GEL ELECTROPHORESIS: TYPES OF GEL
POLYACRYLAMIDE Polyacrylamide gel electrophoresis (PAGE) is
used for separating proteins ranging in size from
5 to 2,000 kDa due to the uniform pore size
provided by the polyacrylamide gel. Pore size is
controlled by modulating the concentrations of
acrylamide and bis-acrylamide powder used in
creating a gel. Care must be used when creating
this type of gel, as acrylamide is a potent
neurotoxin in its liquid and powdered forms.
Traditional DNA sequencing techniques such as
Maxam-Gilbert or Sanger methods used
polyacrylamide gels to separate DNA fragments
differing by a single base-pair in length so the
sequence could be read. Most modern DNA
separation methods now use agarose gels, except
for particularly small DNA fragments. It is
currently most often used in the field of
immunology and protein analysis, often used to
separate different proteins or isoforms of the
same protein into separate bands
GEL ELECTROPHORESIS: TYPES OF GEL
STARCH
Partially hydrolysed potato starch makes for another non-toxic medium for protein electrophoresis. The gels are slightly more opaque than acrylamide or agarose. Non-denatured proteins can be separated according to charge and size. They are visualised using Napthal Black or Amido Black staining. Typical starch gel concentrations are 5% to 10%.
GEL ELECTROPHORESIS
GEL CONDITIONS
∞ Denaturing gels are run under conditions that disrupt the natural
structure of the analyte, causing it to unfold into a linear chain. Thus, the
mobility of each macromolecule depends only on its linear length and its
mass-to-charge ratio. Thus, the secondary, tertiary, and quaternary levels
of biomolecular structure are disrupted, leaving only the primary structure
to be analyzed.
∞ Native gels are run in non-denaturing conditions, so that the analyte's
natural structure is maintained. This allows the physical size of the folded
or assembled complex to affect the mobility, allowing for analysis of all
four levels of the biomolecular structure. For biological samples,
detergents are used only to the extent that they are necessary to lyse
lipid membranes in the cell. Complexes remain—for the most part—
associated and folded as they would be in the cell. One downside,
however, is that complexes may not separate cleanly or predictably, as it is
difficult to predict how the molecule's shape and size will affect its
mobility.
GEL ELECTROPHORESIS
PROCESSBuffers in gel electrophoresis are used to provide ions that carry a current and to maintain the pH at a relatively constant value. There are a number of buffers used for electrophoresis. The most common being, for nucleic acids Tris/Acetate/EDTA (TAE), Tris/Borate/EDTA (TBE).
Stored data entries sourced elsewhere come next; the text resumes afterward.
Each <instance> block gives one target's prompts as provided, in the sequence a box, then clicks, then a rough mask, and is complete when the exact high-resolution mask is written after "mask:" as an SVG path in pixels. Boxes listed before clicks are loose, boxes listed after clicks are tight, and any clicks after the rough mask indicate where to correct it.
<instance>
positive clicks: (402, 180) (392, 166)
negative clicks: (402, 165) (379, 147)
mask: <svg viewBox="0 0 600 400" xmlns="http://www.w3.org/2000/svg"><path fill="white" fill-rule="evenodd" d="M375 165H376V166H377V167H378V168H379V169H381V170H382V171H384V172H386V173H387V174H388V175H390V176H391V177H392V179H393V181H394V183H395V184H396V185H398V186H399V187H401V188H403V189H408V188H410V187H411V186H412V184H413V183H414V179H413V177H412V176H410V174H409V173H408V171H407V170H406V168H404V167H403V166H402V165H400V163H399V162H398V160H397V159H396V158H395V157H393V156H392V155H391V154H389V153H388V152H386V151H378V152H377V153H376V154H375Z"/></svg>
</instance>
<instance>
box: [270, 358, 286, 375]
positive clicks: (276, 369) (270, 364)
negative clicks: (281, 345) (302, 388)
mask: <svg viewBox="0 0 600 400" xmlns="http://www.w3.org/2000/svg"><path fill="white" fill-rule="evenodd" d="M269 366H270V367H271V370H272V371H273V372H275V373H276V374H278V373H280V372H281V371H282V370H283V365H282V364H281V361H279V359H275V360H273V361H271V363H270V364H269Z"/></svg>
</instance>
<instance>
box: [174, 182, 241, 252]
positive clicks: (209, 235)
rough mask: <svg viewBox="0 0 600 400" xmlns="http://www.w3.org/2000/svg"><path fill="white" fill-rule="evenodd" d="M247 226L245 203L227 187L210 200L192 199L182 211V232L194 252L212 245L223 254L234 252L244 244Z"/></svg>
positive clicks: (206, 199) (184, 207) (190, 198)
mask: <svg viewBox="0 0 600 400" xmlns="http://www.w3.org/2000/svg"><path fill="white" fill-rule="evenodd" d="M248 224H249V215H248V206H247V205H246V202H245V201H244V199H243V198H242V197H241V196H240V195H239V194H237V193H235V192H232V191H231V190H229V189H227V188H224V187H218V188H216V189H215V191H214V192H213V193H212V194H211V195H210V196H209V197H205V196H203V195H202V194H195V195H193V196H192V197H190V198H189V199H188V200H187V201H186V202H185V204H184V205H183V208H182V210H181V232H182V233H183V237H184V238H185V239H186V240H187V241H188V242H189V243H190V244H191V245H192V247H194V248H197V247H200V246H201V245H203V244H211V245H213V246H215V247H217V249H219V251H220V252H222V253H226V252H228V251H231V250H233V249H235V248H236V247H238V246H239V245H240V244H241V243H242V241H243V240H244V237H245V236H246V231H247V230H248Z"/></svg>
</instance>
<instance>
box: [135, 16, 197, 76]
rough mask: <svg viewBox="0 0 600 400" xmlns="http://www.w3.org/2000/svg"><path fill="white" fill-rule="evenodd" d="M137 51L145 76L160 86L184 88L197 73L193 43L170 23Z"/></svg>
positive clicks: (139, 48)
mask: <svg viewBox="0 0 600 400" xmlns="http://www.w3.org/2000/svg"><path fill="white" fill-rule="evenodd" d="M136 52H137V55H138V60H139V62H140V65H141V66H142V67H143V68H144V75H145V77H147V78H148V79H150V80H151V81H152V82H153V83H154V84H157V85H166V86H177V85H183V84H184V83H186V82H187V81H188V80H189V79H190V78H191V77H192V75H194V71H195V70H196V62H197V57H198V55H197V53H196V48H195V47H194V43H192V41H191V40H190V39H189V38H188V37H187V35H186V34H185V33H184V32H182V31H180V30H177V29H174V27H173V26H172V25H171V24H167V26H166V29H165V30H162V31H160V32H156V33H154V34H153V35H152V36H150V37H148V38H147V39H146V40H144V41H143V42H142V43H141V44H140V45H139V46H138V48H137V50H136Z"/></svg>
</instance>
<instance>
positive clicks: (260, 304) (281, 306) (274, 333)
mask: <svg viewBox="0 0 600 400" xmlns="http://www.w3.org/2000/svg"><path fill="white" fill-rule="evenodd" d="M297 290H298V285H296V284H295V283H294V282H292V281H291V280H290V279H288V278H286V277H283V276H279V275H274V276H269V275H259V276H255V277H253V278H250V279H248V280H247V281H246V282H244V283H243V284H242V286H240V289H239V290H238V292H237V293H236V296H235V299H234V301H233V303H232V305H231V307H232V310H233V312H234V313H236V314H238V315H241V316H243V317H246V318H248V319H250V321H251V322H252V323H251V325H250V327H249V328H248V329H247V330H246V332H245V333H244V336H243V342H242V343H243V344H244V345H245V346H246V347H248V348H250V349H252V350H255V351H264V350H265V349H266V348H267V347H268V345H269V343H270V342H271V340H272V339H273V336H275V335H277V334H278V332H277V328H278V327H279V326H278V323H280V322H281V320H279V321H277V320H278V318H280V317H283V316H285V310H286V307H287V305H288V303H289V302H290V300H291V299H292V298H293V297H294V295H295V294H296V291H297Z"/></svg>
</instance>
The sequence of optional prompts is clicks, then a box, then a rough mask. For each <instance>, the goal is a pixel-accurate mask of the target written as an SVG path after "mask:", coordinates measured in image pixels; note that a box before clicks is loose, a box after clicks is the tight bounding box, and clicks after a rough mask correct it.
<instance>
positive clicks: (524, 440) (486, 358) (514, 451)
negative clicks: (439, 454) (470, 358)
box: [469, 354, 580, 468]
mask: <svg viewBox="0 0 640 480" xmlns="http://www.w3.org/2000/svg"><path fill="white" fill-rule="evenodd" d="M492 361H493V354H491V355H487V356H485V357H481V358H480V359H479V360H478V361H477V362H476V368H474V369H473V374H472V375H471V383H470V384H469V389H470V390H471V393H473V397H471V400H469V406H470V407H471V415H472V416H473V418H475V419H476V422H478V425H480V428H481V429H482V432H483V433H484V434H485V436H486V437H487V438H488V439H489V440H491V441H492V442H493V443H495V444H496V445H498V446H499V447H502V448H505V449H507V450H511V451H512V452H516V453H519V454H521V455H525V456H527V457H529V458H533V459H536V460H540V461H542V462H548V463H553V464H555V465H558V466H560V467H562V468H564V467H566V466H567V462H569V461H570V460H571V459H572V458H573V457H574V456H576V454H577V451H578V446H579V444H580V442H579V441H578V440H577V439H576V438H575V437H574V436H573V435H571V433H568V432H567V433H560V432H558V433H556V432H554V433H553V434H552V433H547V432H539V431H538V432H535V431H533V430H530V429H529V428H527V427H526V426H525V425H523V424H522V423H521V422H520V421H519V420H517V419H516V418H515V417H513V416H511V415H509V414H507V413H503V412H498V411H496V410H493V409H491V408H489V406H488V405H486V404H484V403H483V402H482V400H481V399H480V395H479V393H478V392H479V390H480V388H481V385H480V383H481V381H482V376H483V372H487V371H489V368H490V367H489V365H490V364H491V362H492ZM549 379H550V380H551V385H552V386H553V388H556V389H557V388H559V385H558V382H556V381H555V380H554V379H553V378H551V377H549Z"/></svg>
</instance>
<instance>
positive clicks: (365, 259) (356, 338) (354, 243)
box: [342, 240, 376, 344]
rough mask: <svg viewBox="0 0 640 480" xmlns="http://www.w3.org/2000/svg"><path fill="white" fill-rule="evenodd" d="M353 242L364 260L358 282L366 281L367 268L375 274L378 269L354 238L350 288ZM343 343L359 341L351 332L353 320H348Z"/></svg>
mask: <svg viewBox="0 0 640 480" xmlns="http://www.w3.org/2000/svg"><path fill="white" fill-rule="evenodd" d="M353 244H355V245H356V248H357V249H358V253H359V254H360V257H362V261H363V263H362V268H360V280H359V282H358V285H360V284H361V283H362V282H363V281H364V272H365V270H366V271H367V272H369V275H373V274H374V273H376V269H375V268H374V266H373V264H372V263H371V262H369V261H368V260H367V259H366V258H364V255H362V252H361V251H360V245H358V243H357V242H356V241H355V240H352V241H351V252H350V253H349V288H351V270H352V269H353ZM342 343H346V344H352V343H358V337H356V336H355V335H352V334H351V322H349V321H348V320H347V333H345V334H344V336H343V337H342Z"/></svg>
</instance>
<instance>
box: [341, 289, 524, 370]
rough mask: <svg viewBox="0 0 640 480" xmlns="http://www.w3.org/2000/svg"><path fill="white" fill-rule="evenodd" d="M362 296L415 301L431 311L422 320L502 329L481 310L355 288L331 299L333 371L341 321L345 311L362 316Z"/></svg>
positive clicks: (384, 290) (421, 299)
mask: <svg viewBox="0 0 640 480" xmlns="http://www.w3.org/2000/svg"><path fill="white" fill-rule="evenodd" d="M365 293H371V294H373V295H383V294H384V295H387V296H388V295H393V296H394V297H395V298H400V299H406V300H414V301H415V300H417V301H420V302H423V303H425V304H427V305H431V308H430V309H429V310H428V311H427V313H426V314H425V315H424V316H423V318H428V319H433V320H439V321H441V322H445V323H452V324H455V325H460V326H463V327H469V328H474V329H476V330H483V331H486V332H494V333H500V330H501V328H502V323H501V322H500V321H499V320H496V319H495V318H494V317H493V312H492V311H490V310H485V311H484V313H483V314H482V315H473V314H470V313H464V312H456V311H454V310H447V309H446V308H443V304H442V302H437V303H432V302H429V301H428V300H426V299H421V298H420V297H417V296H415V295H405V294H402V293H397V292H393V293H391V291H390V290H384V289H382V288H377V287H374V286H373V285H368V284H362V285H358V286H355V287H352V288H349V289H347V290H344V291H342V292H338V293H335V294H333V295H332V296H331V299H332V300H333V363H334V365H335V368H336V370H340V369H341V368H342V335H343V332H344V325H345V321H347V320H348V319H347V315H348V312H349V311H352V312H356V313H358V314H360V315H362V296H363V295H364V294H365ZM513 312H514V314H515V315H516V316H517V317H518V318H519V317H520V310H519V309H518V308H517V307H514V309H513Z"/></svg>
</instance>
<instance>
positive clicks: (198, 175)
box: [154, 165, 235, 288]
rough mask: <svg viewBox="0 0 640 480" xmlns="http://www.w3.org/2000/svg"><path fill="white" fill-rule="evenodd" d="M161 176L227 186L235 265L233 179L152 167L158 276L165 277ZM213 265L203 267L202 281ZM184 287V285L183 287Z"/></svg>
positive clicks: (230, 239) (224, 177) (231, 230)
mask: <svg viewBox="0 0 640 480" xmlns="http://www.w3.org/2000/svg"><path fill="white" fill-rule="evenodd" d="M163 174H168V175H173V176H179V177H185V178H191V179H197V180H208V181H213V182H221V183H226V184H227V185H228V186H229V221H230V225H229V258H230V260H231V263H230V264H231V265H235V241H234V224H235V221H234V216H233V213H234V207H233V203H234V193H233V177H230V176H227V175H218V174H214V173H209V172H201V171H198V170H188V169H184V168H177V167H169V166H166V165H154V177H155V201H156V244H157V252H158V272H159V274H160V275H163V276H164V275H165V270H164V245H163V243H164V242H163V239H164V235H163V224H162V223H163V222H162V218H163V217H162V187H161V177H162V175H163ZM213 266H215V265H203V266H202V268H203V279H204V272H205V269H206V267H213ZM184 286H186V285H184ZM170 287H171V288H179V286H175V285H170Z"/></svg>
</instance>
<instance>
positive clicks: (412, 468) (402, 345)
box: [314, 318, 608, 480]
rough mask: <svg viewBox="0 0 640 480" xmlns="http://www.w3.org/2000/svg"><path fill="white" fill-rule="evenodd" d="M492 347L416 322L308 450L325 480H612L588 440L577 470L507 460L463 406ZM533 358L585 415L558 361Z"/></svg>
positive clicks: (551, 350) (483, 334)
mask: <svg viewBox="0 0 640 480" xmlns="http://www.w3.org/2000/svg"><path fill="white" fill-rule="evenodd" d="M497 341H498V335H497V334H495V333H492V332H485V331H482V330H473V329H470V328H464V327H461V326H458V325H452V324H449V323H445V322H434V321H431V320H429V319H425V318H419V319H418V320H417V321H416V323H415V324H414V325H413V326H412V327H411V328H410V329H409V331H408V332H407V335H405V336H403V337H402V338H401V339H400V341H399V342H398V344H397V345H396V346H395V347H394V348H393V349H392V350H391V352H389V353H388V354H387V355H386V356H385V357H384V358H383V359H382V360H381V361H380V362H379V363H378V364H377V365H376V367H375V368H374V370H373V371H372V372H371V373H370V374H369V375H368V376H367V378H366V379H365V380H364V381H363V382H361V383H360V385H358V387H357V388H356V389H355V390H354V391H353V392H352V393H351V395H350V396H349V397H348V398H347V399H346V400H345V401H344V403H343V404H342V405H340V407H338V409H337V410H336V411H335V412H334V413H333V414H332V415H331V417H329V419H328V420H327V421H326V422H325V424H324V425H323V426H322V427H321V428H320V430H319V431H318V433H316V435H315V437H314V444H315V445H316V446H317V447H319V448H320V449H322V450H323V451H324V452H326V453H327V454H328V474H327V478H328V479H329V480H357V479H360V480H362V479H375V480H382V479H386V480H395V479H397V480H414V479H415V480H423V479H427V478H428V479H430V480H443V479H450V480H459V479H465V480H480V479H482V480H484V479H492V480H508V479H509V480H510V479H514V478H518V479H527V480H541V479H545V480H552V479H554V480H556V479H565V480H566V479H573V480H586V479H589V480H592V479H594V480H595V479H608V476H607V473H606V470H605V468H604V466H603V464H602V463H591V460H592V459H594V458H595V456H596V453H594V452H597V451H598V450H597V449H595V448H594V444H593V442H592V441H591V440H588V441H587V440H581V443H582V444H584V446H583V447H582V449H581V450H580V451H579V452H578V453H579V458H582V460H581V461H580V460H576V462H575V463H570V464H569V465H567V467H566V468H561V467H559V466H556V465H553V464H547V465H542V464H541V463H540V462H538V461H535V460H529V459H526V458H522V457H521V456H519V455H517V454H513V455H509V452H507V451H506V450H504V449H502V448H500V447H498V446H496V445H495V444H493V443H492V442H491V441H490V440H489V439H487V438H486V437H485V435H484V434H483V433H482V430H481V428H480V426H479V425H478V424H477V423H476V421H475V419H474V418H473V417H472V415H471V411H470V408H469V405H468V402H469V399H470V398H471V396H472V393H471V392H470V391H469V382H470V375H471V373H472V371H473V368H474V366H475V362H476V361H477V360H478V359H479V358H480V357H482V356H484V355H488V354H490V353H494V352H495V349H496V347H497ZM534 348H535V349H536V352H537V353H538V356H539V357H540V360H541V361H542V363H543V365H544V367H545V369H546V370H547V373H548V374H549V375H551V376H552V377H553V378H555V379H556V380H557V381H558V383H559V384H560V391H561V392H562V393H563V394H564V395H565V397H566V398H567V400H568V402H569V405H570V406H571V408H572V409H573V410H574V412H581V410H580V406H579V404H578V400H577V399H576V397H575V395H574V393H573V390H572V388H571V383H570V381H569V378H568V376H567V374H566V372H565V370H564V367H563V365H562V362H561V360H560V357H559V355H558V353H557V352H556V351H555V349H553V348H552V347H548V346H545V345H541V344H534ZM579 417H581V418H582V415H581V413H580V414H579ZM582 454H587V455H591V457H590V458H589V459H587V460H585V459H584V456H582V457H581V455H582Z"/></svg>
After the electrophoresis is complete, the molecules in the gel can be stained to make them visible. DNA may be visualized using ethidium bromide which, when intercalated into DNA, fluoresce under ultraviolet light, while protein may be visualised using silver stain or Coomassie Brilliant Blue dye.
After separation, an additional separation method may then be used, such as isoelectric focusing or SDS-PAGE. The gel will then be physically cut, and the protein complexes extracted from each portion separately. Each extract may then be analysed, such as by peptide mass fingerprinting or de novo peptide sequencing after in-gel digestion. This can provide a great deal of information about the identities of the proteins in a complex.